01/10/2025 | News release | Distributed by Public on 01/10/2025 15:51
To arrive at a deeper understanding of the connections between biology and disease, researchers at Recursion have developed LLM-based tools that turn both unstructured data - like scientific publications - and structured data - like our own automated-lab produced phenomics data - into actionable insights.
These include an enhanced query tool - which allows researchers to easily make discoveries from published scientific papers; and a knowledge graph tool - which integrates data from clinical trials, publications, genes, phenotypes, drug interactions, cell lines, and many other categories, scores them via machine learning, and performs target prediction and gene-disease relevance.
Literature Review in Minutes
It used to be that if scientists wanted to perform a custom literature review, they had to engage in a multi-day search process. But with our tools, Recursionauts can query all papers published across PubMed (35+ million titles and abstracts indexed on gene mention and disease mention), PubMed Central (6 million full text articles), Citeline (drugs and clinical trials database), Google, and other sources in a ChatGPT-like format, and receive almost immediate insights into questions around which diseases are relevant to a particular target, for instance, based on the existing literature. Recent publications are prioritized and all information is verified by our teams.
The tool not only helps Recursion's biologists, medicinal chemists and toxicologists determine the viability of particular drug discovery programs - but is also invaluable for engineers, says Dave Brett, Associate Director of Large Language Models.
"This is useful across the whole drug discovery pipeline," Brett says. "Engineers use it when they are non-experts and trying to understand a certain domain when, for example, a scientist tells them 'I need this feature.' It helps them to bridge the gap between people with knowledge in different domains."
Since it was launched over a year ago, the enhanced query tool has over 150 users across the company, has generated over 1,000 reviews, and has processed some 600,000 documents.
Another one of the tool's unique features is that it not only produces an answer, but evaluates it in the context of additional literature - essentially performing its own review process. "It takes the key statements in the original answer, and then creates questions to try to verify those statements," Brett says. "The verified statements become the final answer."
This approach provides a broader response that incorporates more literature.
Across the TechBio Universe
Recursion's AI-enabled Maps of Biology, built from automated labs that capture cell phenomics, lead to a number of promising signals - hundreds of potential targets. Recursion's knowledge graph tool evaluates these possibilities through a complex lens of topics of interest in biology and drug discovery - including global trend scores, protein pockets and structure, competitive landscape, and clinical trials.
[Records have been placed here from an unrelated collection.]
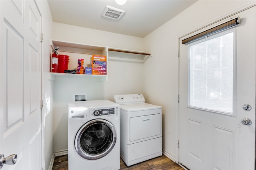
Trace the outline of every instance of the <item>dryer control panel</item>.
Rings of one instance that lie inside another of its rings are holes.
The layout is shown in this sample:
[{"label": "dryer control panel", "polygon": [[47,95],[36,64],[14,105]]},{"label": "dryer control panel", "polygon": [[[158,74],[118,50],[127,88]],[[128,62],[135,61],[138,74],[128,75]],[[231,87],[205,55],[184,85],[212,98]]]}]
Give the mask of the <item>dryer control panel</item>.
[{"label": "dryer control panel", "polygon": [[114,95],[115,103],[120,104],[145,103],[145,98],[142,94],[120,94]]}]

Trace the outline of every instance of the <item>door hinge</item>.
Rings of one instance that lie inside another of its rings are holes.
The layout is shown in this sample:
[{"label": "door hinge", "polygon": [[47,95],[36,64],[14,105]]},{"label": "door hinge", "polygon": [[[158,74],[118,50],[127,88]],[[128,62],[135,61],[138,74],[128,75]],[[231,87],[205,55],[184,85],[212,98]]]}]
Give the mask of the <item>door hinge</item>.
[{"label": "door hinge", "polygon": [[42,42],[44,41],[44,37],[43,35],[43,33],[41,33],[41,42]]},{"label": "door hinge", "polygon": [[44,100],[41,100],[41,108],[44,108]]}]

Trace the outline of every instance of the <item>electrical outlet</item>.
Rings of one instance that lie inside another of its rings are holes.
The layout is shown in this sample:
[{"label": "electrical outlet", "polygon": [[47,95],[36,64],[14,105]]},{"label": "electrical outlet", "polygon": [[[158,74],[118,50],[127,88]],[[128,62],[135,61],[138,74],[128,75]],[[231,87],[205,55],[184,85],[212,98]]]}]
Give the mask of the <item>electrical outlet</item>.
[{"label": "electrical outlet", "polygon": [[87,94],[74,94],[74,102],[82,101],[87,100]]}]

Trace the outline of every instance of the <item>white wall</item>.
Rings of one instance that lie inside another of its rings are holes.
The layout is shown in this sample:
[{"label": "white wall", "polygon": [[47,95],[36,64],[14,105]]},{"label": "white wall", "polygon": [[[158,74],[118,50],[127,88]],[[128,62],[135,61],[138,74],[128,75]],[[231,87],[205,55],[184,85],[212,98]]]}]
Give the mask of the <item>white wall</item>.
[{"label": "white wall", "polygon": [[50,39],[51,37],[52,20],[48,3],[46,0],[36,0],[42,16],[42,32],[44,41],[42,43],[42,99],[44,108],[42,109],[43,137],[43,166],[48,170],[53,154],[53,97],[52,84],[48,79],[50,69]]},{"label": "white wall", "polygon": [[178,140],[178,38],[255,1],[200,0],[144,39],[154,57],[143,64],[146,101],[162,107],[163,149],[176,160]]},{"label": "white wall", "polygon": [[[52,33],[54,40],[144,51],[142,38],[57,23],[53,23]],[[70,59],[76,55],[67,54]],[[113,101],[115,94],[141,93],[142,64],[134,61],[124,61],[115,59],[117,58],[109,59],[108,81],[101,81],[95,77],[62,76],[56,77],[53,81],[54,152],[68,149],[68,106],[69,102],[73,101],[74,94],[86,93],[90,100]]]}]

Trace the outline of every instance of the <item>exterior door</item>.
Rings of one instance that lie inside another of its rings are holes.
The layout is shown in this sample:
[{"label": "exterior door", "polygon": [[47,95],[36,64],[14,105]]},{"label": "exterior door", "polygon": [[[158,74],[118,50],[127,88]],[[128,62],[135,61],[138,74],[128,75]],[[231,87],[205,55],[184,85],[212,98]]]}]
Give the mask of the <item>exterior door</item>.
[{"label": "exterior door", "polygon": [[179,162],[190,170],[255,169],[255,12],[204,39],[180,39]]},{"label": "exterior door", "polygon": [[33,0],[0,8],[0,154],[18,155],[2,169],[41,169],[41,16]]}]

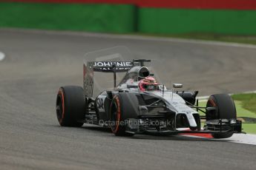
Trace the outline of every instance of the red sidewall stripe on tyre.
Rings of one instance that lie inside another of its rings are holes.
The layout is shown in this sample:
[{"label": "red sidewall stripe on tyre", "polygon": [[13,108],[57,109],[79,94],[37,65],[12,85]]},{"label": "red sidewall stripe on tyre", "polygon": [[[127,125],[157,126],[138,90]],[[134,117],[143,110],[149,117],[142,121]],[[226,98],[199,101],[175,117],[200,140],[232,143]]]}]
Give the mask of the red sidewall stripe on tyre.
[{"label": "red sidewall stripe on tyre", "polygon": [[120,108],[120,102],[118,97],[115,96],[114,99],[116,101],[116,105],[117,105],[117,108],[116,108],[117,120],[116,122],[114,122],[114,123],[116,123],[116,128],[114,130],[112,130],[112,132],[114,133],[116,133],[119,127],[119,122],[120,122],[120,118],[121,118],[121,108]]},{"label": "red sidewall stripe on tyre", "polygon": [[64,93],[62,92],[62,89],[60,89],[59,90],[59,95],[60,95],[62,96],[62,119],[61,121],[62,121],[63,118],[64,118],[64,115],[65,115],[65,102],[64,102]]}]

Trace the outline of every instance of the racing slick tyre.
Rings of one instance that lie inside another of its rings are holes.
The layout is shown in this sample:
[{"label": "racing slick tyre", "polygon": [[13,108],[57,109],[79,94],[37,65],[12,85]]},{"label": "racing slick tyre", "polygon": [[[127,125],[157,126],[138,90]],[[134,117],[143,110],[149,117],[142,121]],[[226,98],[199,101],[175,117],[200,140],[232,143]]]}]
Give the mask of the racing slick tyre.
[{"label": "racing slick tyre", "polygon": [[133,136],[125,132],[128,118],[137,118],[138,100],[134,94],[120,92],[114,96],[110,105],[109,118],[112,132],[116,136]]},{"label": "racing slick tyre", "polygon": [[[214,111],[206,112],[206,120],[216,119],[237,119],[237,111],[232,98],[227,94],[211,95],[206,107],[215,107]],[[214,138],[228,138],[233,135],[232,132],[211,134]]]},{"label": "racing slick tyre", "polygon": [[56,115],[62,126],[81,127],[85,112],[83,89],[67,86],[59,88],[56,99]]}]

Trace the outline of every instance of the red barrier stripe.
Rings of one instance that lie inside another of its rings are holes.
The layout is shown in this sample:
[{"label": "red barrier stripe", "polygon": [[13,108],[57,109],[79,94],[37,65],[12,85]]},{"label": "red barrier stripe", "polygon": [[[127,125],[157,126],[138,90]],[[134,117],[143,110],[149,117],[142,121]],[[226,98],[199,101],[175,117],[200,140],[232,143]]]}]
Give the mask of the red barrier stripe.
[{"label": "red barrier stripe", "polygon": [[0,0],[0,1],[132,4],[142,7],[256,10],[256,0]]}]

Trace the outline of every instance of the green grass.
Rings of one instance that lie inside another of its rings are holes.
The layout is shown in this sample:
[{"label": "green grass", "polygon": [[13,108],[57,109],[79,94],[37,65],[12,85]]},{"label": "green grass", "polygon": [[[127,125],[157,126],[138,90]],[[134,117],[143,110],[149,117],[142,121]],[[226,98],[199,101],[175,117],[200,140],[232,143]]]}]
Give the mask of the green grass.
[{"label": "green grass", "polygon": [[[256,118],[256,94],[237,94],[232,96],[234,101],[237,117],[248,117]],[[200,106],[206,106],[206,101],[199,102]],[[201,115],[205,115],[199,112]],[[203,125],[203,124],[202,124]],[[256,123],[243,123],[243,132],[256,134]]]},{"label": "green grass", "polygon": [[242,107],[255,112],[256,115],[256,94],[237,94],[232,95],[234,101],[239,101],[242,103]]},{"label": "green grass", "polygon": [[232,42],[240,44],[256,44],[256,35],[237,35],[217,33],[186,33],[186,34],[145,34],[142,33],[135,35],[145,36],[158,36],[168,38],[177,38],[196,40],[216,41],[222,42]]},{"label": "green grass", "polygon": [[134,30],[134,9],[129,4],[0,2],[0,27],[126,33]]}]

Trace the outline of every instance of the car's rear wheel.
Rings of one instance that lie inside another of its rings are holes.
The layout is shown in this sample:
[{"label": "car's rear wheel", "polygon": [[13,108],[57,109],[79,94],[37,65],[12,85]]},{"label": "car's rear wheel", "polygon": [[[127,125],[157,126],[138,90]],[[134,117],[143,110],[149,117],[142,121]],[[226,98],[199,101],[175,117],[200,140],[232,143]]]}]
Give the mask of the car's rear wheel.
[{"label": "car's rear wheel", "polygon": [[56,99],[56,115],[62,126],[80,127],[85,118],[85,101],[83,89],[67,86],[59,88]]},{"label": "car's rear wheel", "polygon": [[[217,119],[237,119],[237,112],[232,98],[227,94],[211,95],[206,107],[215,107],[215,110],[206,112],[206,120]],[[233,135],[232,132],[211,134],[214,138],[227,138]]]},{"label": "car's rear wheel", "polygon": [[137,99],[134,94],[121,92],[112,99],[109,119],[112,132],[116,136],[133,136],[133,133],[125,132],[128,118],[137,118]]}]

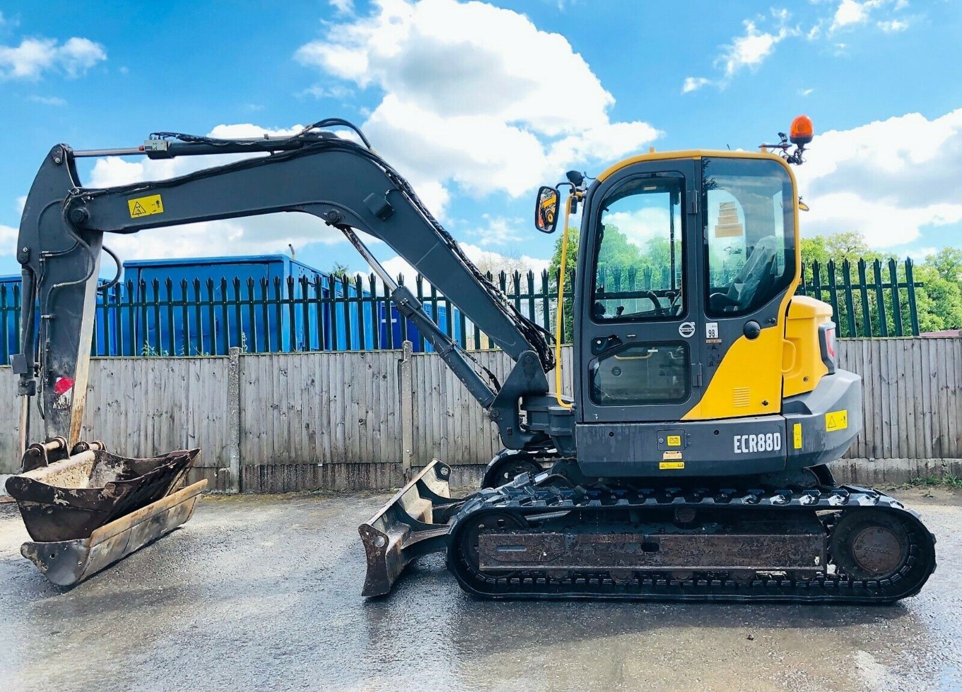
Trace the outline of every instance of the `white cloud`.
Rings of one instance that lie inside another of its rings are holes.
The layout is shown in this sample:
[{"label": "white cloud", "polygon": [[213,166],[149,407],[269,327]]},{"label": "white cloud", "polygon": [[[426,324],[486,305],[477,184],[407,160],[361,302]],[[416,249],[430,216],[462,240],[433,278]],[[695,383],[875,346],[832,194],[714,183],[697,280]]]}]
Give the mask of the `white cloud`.
[{"label": "white cloud", "polygon": [[19,230],[0,224],[0,257],[16,254],[16,236]]},{"label": "white cloud", "polygon": [[328,2],[339,14],[352,14],[354,12],[354,0],[328,0]]},{"label": "white cloud", "polygon": [[886,34],[901,32],[908,28],[908,19],[904,16],[894,18],[892,12],[898,12],[906,7],[908,7],[908,3],[904,0],[896,0],[895,2],[893,0],[862,0],[861,2],[842,0],[832,15],[828,33],[850,30],[868,24],[873,16],[879,12],[887,13],[889,16],[875,22],[876,27]]},{"label": "white cloud", "polygon": [[[435,213],[452,186],[517,197],[658,135],[610,120],[614,97],[564,37],[481,2],[376,0],[295,58],[383,92],[365,132]],[[561,88],[578,94],[576,108]]]},{"label": "white cloud", "polygon": [[79,77],[107,60],[107,52],[89,38],[24,38],[18,46],[0,45],[0,79],[37,80],[44,72],[59,70]]},{"label": "white cloud", "polygon": [[[270,130],[249,123],[218,125],[210,136],[232,138],[262,135],[292,135],[303,126]],[[244,158],[242,155],[181,157],[178,159],[129,161],[119,157],[98,159],[93,166],[90,187],[112,187],[129,183],[164,180],[200,168],[219,165]],[[154,258],[213,257],[218,255],[284,252],[288,243],[295,248],[320,242],[344,241],[343,235],[320,219],[304,213],[277,213],[242,219],[206,221],[184,226],[141,231],[136,235],[112,235],[108,244],[123,260]]]},{"label": "white cloud", "polygon": [[[468,235],[478,238],[477,242],[485,247],[488,245],[506,245],[521,240],[524,237],[523,231],[528,230],[522,218],[509,219],[491,214],[482,214],[481,218],[485,222],[484,227],[468,231]],[[528,227],[531,225],[529,223]]]},{"label": "white cloud", "polygon": [[923,227],[962,221],[962,109],[819,135],[797,176],[811,208],[805,235],[858,231],[873,247],[910,243]]},{"label": "white cloud", "polygon": [[354,95],[354,90],[349,89],[343,85],[332,85],[330,86],[324,86],[321,85],[313,85],[305,89],[297,92],[296,94],[299,98],[304,98],[305,96],[313,96],[316,99],[322,98],[333,98],[343,100],[350,98]]},{"label": "white cloud", "polygon": [[[721,88],[724,88],[728,82],[739,72],[746,68],[757,69],[772,53],[775,46],[789,37],[798,36],[800,31],[797,27],[789,26],[791,13],[788,10],[771,10],[771,22],[772,28],[761,30],[758,28],[759,21],[767,21],[765,17],[756,19],[746,19],[743,21],[745,32],[731,39],[731,42],[722,46],[721,55],[714,62],[714,65],[722,72],[722,76],[715,82],[705,77],[687,77],[681,87],[682,93],[690,93],[702,86],[715,84]],[[815,34],[818,28],[813,28]],[[810,33],[809,37],[813,37]]]},{"label": "white cloud", "polygon": [[877,4],[874,0],[867,0],[867,2],[842,0],[835,10],[835,15],[832,17],[830,31],[838,31],[842,27],[851,24],[862,24],[868,21],[872,6]]},{"label": "white cloud", "polygon": [[878,28],[886,34],[898,34],[908,29],[908,22],[901,19],[891,19],[878,22]]},{"label": "white cloud", "polygon": [[745,34],[732,39],[731,45],[726,46],[715,62],[724,69],[725,77],[733,77],[745,67],[757,67],[772,55],[778,43],[794,34],[785,26],[784,20],[788,15],[782,12],[777,14],[782,24],[774,34],[759,31],[753,21],[746,20]]},{"label": "white cloud", "polygon": [[690,91],[697,91],[705,85],[709,85],[711,83],[711,80],[704,77],[686,77],[685,84],[681,86],[681,92],[689,93]]},{"label": "white cloud", "polygon": [[43,104],[44,106],[66,106],[66,101],[60,96],[38,96],[36,94],[27,97],[28,101]]}]

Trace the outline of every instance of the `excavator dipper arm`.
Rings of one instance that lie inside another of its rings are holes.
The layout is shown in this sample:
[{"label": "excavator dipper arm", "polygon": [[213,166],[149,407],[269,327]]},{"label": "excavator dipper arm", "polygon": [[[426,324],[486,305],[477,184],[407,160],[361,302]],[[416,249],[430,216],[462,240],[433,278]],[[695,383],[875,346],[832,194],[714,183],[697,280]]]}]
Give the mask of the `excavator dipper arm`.
[{"label": "excavator dipper arm", "polygon": [[[37,344],[32,319],[24,320],[14,372],[20,376],[21,395],[39,395],[45,438],[62,436],[72,445],[79,437],[105,233],[299,211],[341,229],[362,251],[392,289],[400,311],[489,409],[506,447],[520,449],[547,439],[544,432],[526,429],[519,414],[525,398],[544,408],[544,372],[554,363],[543,331],[487,281],[411,185],[372,150],[310,128],[280,138],[167,136],[155,136],[137,150],[74,152],[55,146],[27,197],[17,260],[23,267],[23,304],[38,298],[40,324]],[[169,180],[108,188],[81,186],[75,166],[79,157],[110,153],[158,159],[252,152],[264,155]],[[512,372],[504,386],[494,376],[480,374],[411,291],[391,280],[353,229],[383,240],[407,260],[518,361],[518,373]],[[24,314],[32,316],[30,310]]]}]

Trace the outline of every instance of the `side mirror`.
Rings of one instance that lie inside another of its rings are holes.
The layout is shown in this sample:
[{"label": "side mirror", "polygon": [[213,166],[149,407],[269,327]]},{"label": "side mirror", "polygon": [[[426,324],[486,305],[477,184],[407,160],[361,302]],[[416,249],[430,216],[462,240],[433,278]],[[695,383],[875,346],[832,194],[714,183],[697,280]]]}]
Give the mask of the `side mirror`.
[{"label": "side mirror", "polygon": [[535,227],[542,233],[554,233],[558,226],[558,210],[561,207],[561,197],[554,187],[542,185],[538,188],[538,200],[535,203]]}]

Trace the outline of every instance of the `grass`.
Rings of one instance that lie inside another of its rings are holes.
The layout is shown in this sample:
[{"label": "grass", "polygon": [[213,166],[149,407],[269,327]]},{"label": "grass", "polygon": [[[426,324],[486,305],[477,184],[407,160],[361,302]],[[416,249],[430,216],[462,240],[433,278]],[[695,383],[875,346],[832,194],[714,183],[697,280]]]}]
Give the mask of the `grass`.
[{"label": "grass", "polygon": [[[962,477],[953,476],[951,474],[949,474],[948,476],[919,477],[911,479],[908,482],[901,483],[900,485],[893,485],[888,489],[907,490],[909,488],[926,488],[931,490],[931,488],[937,487],[962,489]],[[932,497],[931,492],[926,492],[925,497]]]},{"label": "grass", "polygon": [[905,483],[908,487],[957,487],[962,488],[962,477],[952,476],[926,476],[925,478],[914,478]]}]

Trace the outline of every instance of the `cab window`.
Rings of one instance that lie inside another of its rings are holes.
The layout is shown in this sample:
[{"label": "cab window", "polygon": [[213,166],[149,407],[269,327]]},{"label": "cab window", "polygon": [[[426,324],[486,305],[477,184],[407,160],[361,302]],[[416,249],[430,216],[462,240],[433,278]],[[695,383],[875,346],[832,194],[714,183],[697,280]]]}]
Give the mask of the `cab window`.
[{"label": "cab window", "polygon": [[705,311],[751,312],[781,295],[795,276],[792,180],[764,159],[706,158],[703,166]]},{"label": "cab window", "polygon": [[669,319],[685,299],[684,178],[674,174],[629,178],[601,203],[595,230],[595,322]]}]

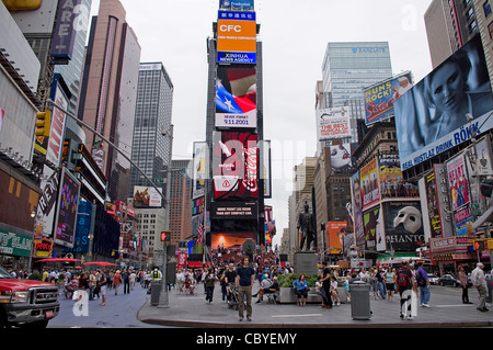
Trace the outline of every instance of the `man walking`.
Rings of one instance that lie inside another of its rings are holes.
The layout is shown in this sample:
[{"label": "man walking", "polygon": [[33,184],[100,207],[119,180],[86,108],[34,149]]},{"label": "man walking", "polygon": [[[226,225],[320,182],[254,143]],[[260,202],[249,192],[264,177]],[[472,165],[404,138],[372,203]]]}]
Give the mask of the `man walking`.
[{"label": "man walking", "polygon": [[[399,290],[399,295],[401,296],[401,318],[413,319],[413,309],[412,309],[412,291],[417,293],[416,283],[414,282],[414,276],[411,270],[409,269],[408,261],[402,261],[402,267],[395,273],[395,285]],[[404,311],[402,311],[402,306],[404,306]]]},{"label": "man walking", "polygon": [[489,309],[486,308],[486,294],[488,294],[488,286],[486,286],[486,279],[484,276],[484,264],[482,262],[478,262],[475,266],[475,269],[472,270],[471,273],[471,282],[472,285],[478,290],[479,293],[479,305],[477,309],[484,313]]},{"label": "man walking", "polygon": [[255,271],[250,267],[250,258],[244,257],[242,266],[237,269],[236,284],[238,287],[238,312],[240,321],[243,320],[243,300],[246,298],[246,320],[252,320],[252,286],[255,280]]},{"label": "man walking", "polygon": [[422,307],[429,307],[429,295],[432,294],[429,291],[429,280],[428,274],[423,269],[423,263],[416,263],[416,282],[420,287],[420,300]]}]

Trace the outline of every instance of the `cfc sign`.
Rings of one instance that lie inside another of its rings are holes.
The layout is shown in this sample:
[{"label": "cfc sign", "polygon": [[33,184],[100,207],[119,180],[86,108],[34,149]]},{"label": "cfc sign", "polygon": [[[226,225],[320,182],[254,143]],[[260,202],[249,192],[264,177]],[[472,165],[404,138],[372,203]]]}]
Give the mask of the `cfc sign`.
[{"label": "cfc sign", "polygon": [[255,13],[219,11],[217,60],[223,64],[256,64]]}]

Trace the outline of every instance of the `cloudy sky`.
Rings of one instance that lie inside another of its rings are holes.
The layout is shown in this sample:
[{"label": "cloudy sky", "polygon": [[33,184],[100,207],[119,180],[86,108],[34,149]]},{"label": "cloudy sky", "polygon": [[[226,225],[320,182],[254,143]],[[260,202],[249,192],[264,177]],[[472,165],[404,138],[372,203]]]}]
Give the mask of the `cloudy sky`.
[{"label": "cloudy sky", "polygon": [[[173,159],[205,139],[207,50],[219,0],[121,0],[141,61],[162,61],[174,84]],[[278,241],[288,225],[293,167],[317,149],[314,88],[329,42],[389,42],[393,74],[431,70],[423,15],[432,0],[256,0],[264,48],[264,136],[273,149]],[[93,0],[92,14],[100,0]]]}]

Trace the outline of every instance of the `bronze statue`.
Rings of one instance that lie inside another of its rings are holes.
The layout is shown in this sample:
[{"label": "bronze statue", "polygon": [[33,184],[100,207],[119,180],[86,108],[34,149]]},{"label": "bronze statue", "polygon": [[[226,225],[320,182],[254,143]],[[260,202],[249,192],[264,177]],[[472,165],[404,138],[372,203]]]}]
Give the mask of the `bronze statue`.
[{"label": "bronze statue", "polygon": [[305,240],[307,240],[307,251],[311,248],[314,237],[313,215],[309,212],[308,203],[305,202],[305,212],[299,213],[298,230],[301,232],[301,242],[299,250],[303,250]]}]

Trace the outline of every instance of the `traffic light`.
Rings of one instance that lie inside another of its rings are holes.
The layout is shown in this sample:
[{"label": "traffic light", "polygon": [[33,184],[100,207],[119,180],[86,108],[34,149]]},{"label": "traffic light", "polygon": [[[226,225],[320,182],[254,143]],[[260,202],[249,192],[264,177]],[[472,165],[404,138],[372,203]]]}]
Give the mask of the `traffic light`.
[{"label": "traffic light", "polygon": [[49,127],[51,124],[51,111],[44,111],[36,113],[36,136],[49,136]]},{"label": "traffic light", "polygon": [[169,230],[161,232],[161,241],[171,241],[171,233]]}]

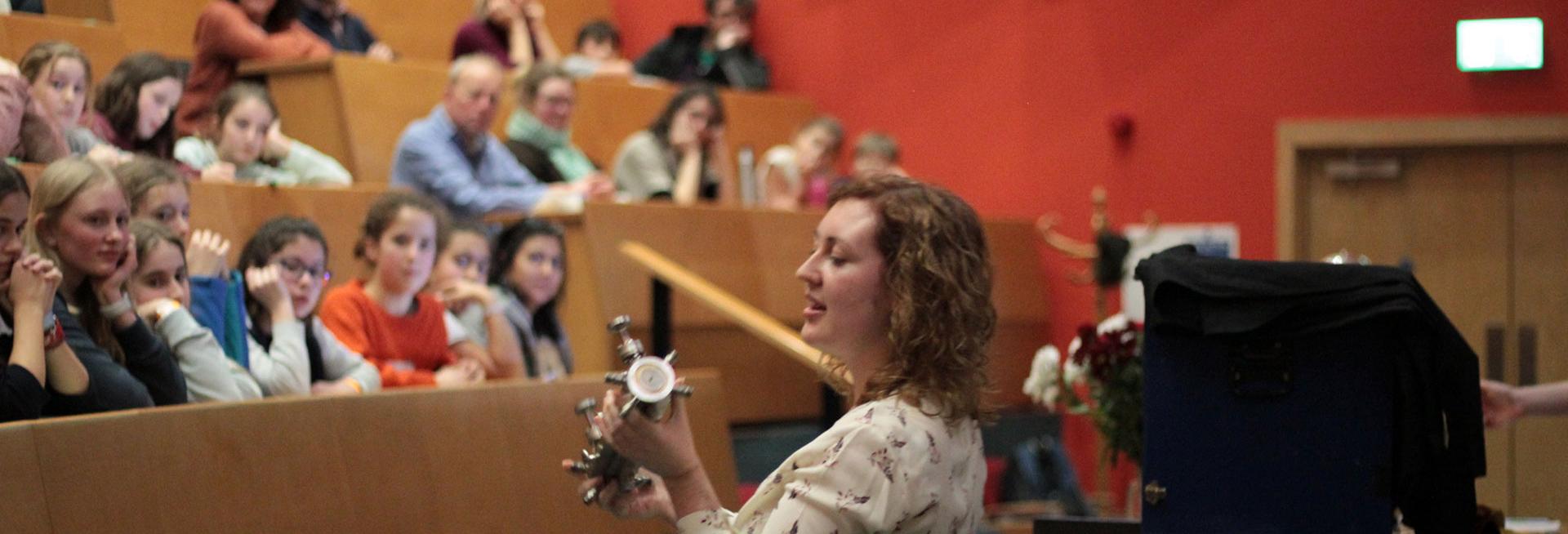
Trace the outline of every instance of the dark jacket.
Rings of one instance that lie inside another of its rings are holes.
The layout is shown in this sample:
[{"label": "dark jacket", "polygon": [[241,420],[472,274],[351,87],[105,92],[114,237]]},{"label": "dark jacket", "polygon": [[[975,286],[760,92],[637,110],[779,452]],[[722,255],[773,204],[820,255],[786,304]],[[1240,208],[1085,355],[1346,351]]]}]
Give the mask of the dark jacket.
[{"label": "dark jacket", "polygon": [[757,56],[750,42],[715,52],[712,61],[704,63],[707,27],[676,27],[670,38],[637,58],[637,74],[677,83],[709,81],[735,89],[768,88],[768,63]]},{"label": "dark jacket", "polygon": [[55,318],[66,330],[66,345],[88,370],[89,382],[83,395],[55,395],[44,404],[45,417],[185,404],[185,376],[180,374],[174,352],[140,318],[130,327],[114,330],[114,340],[125,351],[125,365],[116,363],[108,351],[93,341],[77,316],[66,308],[64,299],[55,299]]},{"label": "dark jacket", "polygon": [[1138,263],[1137,279],[1149,332],[1279,340],[1370,319],[1399,324],[1391,335],[1403,349],[1388,354],[1397,395],[1394,506],[1417,532],[1468,531],[1475,478],[1486,474],[1479,360],[1413,274],[1206,258],[1181,246]]}]

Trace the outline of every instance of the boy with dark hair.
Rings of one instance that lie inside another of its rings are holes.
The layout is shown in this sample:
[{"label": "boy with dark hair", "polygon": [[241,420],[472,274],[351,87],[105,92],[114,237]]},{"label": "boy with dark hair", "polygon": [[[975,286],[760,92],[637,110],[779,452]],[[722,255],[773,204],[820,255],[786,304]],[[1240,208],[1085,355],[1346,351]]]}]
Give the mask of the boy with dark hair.
[{"label": "boy with dark hair", "polygon": [[706,0],[707,23],[676,27],[637,60],[637,74],[676,83],[767,89],[768,64],[751,47],[756,0]]},{"label": "boy with dark hair", "polygon": [[624,77],[632,63],[621,56],[621,31],[599,19],[577,30],[577,52],[561,60],[561,69],[574,78]]}]

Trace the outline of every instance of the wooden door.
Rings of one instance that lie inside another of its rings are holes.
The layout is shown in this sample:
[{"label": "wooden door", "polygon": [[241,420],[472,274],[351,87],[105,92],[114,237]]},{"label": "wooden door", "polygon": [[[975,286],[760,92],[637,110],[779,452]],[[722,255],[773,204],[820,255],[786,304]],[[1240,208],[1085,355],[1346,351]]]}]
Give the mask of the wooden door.
[{"label": "wooden door", "polygon": [[[1400,160],[1392,180],[1334,180],[1325,171],[1345,150],[1303,152],[1303,235],[1298,257],[1322,258],[1341,249],[1372,263],[1408,260],[1471,348],[1482,357],[1482,376],[1513,379],[1508,365],[1488,363],[1501,349],[1510,321],[1510,172],[1508,147],[1380,150]],[[1510,432],[1486,432],[1486,478],[1477,498],[1508,507]]]},{"label": "wooden door", "polygon": [[[1515,384],[1568,381],[1568,147],[1516,149],[1513,180]],[[1565,451],[1568,418],[1515,423],[1510,515],[1568,518]]]}]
The knowledge graph allows researchers to perform "target deconvolution" - identifying and validating the molecular targets of a small molecule's phenotypic responses - in order to narrow those hundreds of possibilities into the best target opportunity.
"For the precision design process, you have to know the exact target that your compound is binding to," Brett says. Once that ideal target has been identified, "we can then precision design a compound to fit," he says.
Author: Brita Belli, Senior Communications Manager at Recursion.